Vive la République !
Vive la France !

D- Du « référendum d’initiative partagée » au « référendum d’initiative citoyenne » ?

Document n°14 : Article 11 de la Constitution du 4 octobre 1958

Le Président de la République, sur proposition du Gouvernement pendant la durée des sessions ou


sur proposition conjointe des deux assemblées, publiées au Journal officiel, peut soumettre au
référendum tout projet de loi portant sur l’organisation des pouvoirs publics, sur des réformes
relatives à la politique économique, sociale ou environnementale de la nation et aux services
publics qui y concourent, ou tendant à autoriser la ratification d’un traité qui, sans être contraire à
la Constitution, aurait des incidences sur le fonctionnement des institutions.
Lorsque le référendum est organisé sur proposition du Gouvernement, celui-ci fait, devant chaque
assemblée, une déclaration qui est suivie d’un débat.
Un référendum portant sur un objet mentionné au premier alinéa peut être organisé à l’initiative
d’un cinquième des membres du Parlement, soutenue par un dixième des électeurs inscrits sur les
listes électorales. Cette initiative prend la forme d’une proposition de loi et ne peut avoir pour objet
l’abrogation d’une disposition législative promulguée depuis moins d’un an.
Les conditions de sa présentation et celles dans lesquelles le Conseil constitutionnel contrôle le
respect des dispositions de l’alinéa précédent sont déterminées par une loi organique.
Si la proposition de loi n’a pas été examinée par les deux assemblées dans un délai fixé par la loi
organique, le Président de la République la soumet au référendum.
Lorsque la proposition de loi n’est pas adoptée par le peuple français, aucune nouvelle proposition
de référendum portant sur le même sujet ne peut être présentée avant l’expiration d’un délai de
deux ans suivant la date du scrutin.
Lorsque le référendum a conclu à l’adoption du projet ou de la proposition de loi, le Président de
la République promulgue la loi dans les quinze jours qui suivent la proclamation des résultats de la
consultation.

Document n°15 : Extraits de l’avis fait au nom de la Commission des lois constitutionnelles, de
la législation et de l’administration générale de la République sur le projet de loi de finances
pour 2015 par M. Paul Molac (extrait)

III. LES NOMBREUX OBSTACLES À LA TENUE D’UN RÉFÉRENDUM D’INITIATIVE


PARTAGÉE OBLIGERONT, À TERME, À REVOIR LA PROCÉDURE

La description des différentes étapes de la procédure d’initiative partagée suffit à démontrer


toute la difficulté de parvenir, un jour, à la tenue effective d’un référendum de ce type.

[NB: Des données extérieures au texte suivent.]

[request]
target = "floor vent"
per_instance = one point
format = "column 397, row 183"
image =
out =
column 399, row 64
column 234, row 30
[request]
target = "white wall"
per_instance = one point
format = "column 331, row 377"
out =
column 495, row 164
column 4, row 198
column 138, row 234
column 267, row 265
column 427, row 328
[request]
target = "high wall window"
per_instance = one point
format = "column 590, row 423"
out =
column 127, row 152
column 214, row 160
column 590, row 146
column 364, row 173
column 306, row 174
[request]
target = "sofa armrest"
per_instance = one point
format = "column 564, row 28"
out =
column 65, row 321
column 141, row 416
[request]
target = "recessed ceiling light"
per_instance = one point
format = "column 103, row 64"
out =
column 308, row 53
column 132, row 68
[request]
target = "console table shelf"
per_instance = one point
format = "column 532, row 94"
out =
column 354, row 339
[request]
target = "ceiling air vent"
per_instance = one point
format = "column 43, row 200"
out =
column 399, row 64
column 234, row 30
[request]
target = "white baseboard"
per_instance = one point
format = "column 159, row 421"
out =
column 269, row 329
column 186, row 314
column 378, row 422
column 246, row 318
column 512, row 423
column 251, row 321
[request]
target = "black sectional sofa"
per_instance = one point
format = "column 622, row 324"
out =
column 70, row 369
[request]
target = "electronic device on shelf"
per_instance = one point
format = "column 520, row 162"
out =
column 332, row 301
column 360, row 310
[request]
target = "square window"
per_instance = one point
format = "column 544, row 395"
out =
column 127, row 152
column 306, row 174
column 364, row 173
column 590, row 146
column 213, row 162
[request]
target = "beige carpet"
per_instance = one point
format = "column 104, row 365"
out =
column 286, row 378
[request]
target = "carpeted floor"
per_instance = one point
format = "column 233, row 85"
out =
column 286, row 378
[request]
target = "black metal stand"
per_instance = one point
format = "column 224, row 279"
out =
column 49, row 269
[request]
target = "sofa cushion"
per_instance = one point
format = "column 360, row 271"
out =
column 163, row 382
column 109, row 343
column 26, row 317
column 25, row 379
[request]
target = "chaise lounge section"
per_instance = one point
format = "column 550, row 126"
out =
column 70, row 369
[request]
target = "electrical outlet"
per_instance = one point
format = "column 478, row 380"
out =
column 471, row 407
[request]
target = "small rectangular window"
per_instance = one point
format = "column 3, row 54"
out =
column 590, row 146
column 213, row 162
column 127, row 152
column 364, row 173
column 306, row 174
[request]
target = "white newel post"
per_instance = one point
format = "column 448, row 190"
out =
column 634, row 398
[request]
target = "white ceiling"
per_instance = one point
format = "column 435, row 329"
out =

Pour
reprendre l’expression de M. Christophe Geslot, maître de conférences en droit public à l’université
de Franche-Comté, entendu par votre rapporteur pour avis, l’ensemble de la procédure relève du
« chemin de croix ». Dès lors, tout en attendant de pouvoir constater l’usage qui en sera fait en
pratique à partir de l’année prochaine, il n’est pas trop tôt pour réfléchir à des évolutions qui
permettraient de rendre la procédure d’initiative partagée plus effective.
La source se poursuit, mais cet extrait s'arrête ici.